Since they require a minimum of 2v @ 20mA, I'd really have to up the voltage it seems.

I do want as much brightness as possible, do you think a compromise, say, 30mA be significantly brighter than 20mA?

If I were to raise the mA and use a 7812 regulator, how much power (generally) would the regulator want?

If this was your project, what input voltage and mA supply would you choose to get the best?

Again, many thanks for your replies!

 

[FoxyRick]

Hi,

30mA will give a significant increase in brightness, and should not impact the life too much. Make sure the heat can escape somewhere though. If you put the LED boards in a small enclosure without ventilation, you'll be suprised how quickly the temperature will rise. That *will* shorten the life expectancy. The LED's alone will be dissipating at least 6.48 watts of heat - thats a lot if there's no way to remove it.

You will have to raise the voltage to run 6 LED's in series, even at 20mA, now we know the 2V to 3V at 20mA specification. I would rather rearrange the wiring and put, say, 12 LED's in series with a much higher voltage, to allow more averaging. But I assume you can't do that.

I can't really guess what the average forward voltage will be at 30mA. Any way you could test a few on a 30mA limit?

If I had to guess, I would say allow 2.5V per LED, thats 15V for 6 in series.
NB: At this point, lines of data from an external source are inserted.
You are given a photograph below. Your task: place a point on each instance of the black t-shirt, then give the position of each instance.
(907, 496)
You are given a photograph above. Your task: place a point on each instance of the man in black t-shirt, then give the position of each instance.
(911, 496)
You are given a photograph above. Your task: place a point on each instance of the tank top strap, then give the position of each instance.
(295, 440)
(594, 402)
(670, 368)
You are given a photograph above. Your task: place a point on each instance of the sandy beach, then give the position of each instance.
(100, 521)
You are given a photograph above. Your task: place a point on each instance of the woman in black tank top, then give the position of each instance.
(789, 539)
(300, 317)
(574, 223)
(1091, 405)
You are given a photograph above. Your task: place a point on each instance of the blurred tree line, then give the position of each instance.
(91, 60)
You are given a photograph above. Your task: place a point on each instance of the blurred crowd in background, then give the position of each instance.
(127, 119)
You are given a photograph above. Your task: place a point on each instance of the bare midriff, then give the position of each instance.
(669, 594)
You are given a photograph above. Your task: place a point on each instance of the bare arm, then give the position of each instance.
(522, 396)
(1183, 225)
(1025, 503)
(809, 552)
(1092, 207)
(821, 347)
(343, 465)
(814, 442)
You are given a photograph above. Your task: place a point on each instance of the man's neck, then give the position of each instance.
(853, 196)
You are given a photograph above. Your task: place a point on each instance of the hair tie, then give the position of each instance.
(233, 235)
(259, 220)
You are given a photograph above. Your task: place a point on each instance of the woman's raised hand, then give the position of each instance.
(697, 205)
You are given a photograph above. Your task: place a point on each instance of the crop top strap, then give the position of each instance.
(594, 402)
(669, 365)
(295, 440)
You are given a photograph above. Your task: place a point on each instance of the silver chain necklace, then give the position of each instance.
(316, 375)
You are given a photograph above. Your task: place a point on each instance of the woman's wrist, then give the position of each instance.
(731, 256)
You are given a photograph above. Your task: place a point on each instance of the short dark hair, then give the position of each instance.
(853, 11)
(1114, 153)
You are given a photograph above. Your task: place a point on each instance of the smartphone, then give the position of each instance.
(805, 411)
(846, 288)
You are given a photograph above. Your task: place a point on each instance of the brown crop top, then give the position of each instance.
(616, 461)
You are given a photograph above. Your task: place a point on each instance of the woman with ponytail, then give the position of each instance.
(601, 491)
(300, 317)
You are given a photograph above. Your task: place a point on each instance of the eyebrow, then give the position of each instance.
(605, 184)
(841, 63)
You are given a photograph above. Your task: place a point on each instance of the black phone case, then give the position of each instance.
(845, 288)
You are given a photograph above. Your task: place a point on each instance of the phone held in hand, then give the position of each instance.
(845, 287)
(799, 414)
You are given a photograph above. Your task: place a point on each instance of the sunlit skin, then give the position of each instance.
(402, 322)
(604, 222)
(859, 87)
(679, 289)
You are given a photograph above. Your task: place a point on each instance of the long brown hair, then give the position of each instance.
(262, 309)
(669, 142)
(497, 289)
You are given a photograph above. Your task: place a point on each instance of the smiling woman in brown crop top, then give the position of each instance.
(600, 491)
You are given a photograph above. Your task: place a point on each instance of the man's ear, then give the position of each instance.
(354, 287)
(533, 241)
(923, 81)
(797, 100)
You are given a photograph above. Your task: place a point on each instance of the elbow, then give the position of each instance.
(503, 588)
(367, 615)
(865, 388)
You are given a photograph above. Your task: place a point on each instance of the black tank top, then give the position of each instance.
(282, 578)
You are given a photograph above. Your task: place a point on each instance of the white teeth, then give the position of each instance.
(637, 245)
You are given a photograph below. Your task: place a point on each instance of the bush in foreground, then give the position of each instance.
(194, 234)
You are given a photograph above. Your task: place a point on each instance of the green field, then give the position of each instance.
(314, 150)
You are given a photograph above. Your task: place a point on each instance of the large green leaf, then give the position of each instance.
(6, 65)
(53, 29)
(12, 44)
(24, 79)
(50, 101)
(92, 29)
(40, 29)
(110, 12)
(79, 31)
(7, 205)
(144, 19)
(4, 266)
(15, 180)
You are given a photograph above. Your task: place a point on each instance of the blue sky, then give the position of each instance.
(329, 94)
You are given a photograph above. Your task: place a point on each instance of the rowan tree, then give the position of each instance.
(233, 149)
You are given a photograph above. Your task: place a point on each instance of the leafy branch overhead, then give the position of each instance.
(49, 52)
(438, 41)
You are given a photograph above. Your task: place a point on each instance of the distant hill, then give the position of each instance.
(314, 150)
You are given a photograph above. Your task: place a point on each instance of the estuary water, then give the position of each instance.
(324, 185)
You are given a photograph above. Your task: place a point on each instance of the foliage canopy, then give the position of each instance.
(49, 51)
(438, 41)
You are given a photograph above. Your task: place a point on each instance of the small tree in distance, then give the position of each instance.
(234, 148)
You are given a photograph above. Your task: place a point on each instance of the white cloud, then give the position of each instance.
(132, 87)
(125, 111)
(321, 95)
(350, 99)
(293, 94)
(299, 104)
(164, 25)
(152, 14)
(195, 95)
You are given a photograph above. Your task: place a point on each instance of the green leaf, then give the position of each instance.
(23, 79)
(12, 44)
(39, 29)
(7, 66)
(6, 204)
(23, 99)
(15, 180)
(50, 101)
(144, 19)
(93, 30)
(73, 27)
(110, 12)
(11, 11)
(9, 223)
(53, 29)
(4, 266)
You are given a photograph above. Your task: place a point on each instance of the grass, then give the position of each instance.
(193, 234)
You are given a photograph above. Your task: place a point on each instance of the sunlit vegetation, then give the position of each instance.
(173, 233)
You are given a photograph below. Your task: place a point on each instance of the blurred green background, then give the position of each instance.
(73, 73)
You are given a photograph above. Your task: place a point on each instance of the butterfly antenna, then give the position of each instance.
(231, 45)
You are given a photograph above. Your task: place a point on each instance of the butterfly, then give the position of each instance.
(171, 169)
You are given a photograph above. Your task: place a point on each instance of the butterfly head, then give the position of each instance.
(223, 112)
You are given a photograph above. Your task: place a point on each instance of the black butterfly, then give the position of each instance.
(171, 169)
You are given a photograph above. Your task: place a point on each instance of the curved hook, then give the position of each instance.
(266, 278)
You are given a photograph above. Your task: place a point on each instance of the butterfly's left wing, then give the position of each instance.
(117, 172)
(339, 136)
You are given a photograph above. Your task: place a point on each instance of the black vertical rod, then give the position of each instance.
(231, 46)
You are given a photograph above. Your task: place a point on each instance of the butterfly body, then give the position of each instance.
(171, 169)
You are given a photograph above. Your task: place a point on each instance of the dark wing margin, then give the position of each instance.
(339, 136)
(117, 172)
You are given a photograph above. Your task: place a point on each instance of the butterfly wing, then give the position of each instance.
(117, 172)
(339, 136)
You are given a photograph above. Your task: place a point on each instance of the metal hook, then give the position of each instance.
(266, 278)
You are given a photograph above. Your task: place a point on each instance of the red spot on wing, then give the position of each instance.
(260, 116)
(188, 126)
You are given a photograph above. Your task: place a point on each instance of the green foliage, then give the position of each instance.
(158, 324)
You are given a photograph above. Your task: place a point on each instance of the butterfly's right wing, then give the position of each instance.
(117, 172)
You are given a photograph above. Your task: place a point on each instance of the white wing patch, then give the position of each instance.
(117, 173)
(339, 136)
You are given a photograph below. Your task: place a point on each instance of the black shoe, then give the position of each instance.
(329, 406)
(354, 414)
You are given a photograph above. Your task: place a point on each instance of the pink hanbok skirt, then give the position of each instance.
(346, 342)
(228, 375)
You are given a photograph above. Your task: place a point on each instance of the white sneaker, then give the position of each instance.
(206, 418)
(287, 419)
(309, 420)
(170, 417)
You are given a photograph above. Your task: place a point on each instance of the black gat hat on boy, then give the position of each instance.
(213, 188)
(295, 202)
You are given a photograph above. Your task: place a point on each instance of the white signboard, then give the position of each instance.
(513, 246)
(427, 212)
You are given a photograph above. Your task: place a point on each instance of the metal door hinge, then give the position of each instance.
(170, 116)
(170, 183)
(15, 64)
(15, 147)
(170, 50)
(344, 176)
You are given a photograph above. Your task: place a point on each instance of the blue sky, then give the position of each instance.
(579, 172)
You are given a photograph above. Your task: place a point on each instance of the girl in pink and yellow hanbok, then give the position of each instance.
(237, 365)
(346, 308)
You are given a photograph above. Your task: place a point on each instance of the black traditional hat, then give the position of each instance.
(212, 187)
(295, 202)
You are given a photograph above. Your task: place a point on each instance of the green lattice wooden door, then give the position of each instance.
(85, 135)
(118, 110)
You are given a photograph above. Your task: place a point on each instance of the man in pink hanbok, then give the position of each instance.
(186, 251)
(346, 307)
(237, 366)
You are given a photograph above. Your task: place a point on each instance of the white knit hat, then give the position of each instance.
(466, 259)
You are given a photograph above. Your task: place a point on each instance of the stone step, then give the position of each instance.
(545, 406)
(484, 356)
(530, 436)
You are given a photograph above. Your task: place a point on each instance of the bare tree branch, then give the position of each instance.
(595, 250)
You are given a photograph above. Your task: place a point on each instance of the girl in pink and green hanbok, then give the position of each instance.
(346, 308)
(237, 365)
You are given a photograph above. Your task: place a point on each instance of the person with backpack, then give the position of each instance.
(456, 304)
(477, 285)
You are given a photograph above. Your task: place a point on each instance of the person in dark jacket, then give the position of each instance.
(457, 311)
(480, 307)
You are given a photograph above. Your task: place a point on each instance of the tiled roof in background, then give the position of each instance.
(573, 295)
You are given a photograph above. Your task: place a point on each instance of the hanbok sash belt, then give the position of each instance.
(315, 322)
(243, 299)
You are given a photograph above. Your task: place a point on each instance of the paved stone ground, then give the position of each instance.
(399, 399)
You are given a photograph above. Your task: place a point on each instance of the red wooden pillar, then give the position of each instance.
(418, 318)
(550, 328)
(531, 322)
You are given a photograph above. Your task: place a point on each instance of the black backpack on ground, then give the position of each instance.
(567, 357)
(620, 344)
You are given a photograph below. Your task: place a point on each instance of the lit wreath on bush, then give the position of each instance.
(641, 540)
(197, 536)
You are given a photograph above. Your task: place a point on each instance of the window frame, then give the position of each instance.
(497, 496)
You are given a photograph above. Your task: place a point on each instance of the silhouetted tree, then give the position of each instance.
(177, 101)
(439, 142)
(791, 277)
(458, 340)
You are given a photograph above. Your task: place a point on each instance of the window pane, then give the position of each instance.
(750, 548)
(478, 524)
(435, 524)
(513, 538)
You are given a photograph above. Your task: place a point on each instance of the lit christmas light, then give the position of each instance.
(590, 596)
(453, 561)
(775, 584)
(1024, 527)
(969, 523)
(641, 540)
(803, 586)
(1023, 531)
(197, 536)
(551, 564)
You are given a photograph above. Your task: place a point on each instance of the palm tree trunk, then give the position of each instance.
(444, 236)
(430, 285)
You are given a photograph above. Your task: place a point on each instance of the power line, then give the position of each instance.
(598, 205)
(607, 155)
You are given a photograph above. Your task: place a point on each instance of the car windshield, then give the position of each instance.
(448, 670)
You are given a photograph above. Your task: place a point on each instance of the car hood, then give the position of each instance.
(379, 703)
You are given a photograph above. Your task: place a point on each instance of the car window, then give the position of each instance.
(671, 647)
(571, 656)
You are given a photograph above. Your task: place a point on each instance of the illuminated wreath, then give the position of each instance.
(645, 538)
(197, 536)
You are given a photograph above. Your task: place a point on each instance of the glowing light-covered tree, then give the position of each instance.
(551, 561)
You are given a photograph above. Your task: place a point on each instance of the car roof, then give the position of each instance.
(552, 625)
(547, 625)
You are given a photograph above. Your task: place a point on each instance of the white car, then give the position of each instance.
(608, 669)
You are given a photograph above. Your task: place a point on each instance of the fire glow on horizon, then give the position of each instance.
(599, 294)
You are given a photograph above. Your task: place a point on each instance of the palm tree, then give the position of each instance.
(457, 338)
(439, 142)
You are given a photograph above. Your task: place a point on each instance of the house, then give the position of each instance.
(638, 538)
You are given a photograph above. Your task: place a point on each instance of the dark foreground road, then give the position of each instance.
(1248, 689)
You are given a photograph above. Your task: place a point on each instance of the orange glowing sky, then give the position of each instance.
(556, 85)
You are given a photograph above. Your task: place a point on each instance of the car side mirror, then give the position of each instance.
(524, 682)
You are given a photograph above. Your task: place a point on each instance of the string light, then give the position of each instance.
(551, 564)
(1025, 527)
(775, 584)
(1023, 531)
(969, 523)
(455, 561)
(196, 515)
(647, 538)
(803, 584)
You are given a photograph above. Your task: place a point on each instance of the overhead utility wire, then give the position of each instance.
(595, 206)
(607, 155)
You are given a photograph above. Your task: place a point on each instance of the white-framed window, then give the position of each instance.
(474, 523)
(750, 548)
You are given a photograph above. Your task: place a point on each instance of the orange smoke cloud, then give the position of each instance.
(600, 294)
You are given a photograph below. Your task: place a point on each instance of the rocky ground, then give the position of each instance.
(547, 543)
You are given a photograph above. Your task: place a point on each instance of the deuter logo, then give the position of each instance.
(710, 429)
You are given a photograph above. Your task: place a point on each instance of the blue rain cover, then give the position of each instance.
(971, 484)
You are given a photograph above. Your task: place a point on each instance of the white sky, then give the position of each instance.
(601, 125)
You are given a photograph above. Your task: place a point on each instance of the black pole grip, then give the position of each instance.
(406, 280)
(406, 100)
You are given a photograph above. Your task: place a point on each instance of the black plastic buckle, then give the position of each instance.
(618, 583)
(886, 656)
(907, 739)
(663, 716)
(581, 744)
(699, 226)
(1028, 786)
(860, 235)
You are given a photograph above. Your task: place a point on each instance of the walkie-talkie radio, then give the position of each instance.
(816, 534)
We must allow some volts for the dropping resistor as well, especially as there could be a wide variation. So if you increase the voltage to 18V, you will probably be OK.

So, if you use an 18Vrms transformer, this will give about 23V after full-wave rectification. If you have an 18V regulator, it will thus have 5V of overhead - just enough to allow a little mains variation and not so much that you waste too much power in the regulator.

You will need to use an adjustable regulator, an LM317T in TO-220 package will be fine and they are cheap and common. It will need a small heatsink. See this site if you want a circuit for it:

**broken link removed**

In this circuit, make R1 200 ohms and R2 2700 ohms for an output of 18.125V - close enough.

You will need to drop 3V across the dropping resistors (18V-15V). That gives a 100 ohm resistor (3V / 0.03A), on each string.

Total current required is 18 x 0.03 = 0.54 amps
Total power dissipated by LED's is 108 x 0.03 x 2.5 = 8.1 Watts
Total Power dissipated by resistors is 18 x 0.03 x 3 = 1.62 Watts
Total power dissipated by regulator is 5V x 0.54A = 2.7 Watts
Total Power is 12.42 Watts

You will need an 18Vrms, 1A minimum transformer.

How does all that sound?

FoxyRick.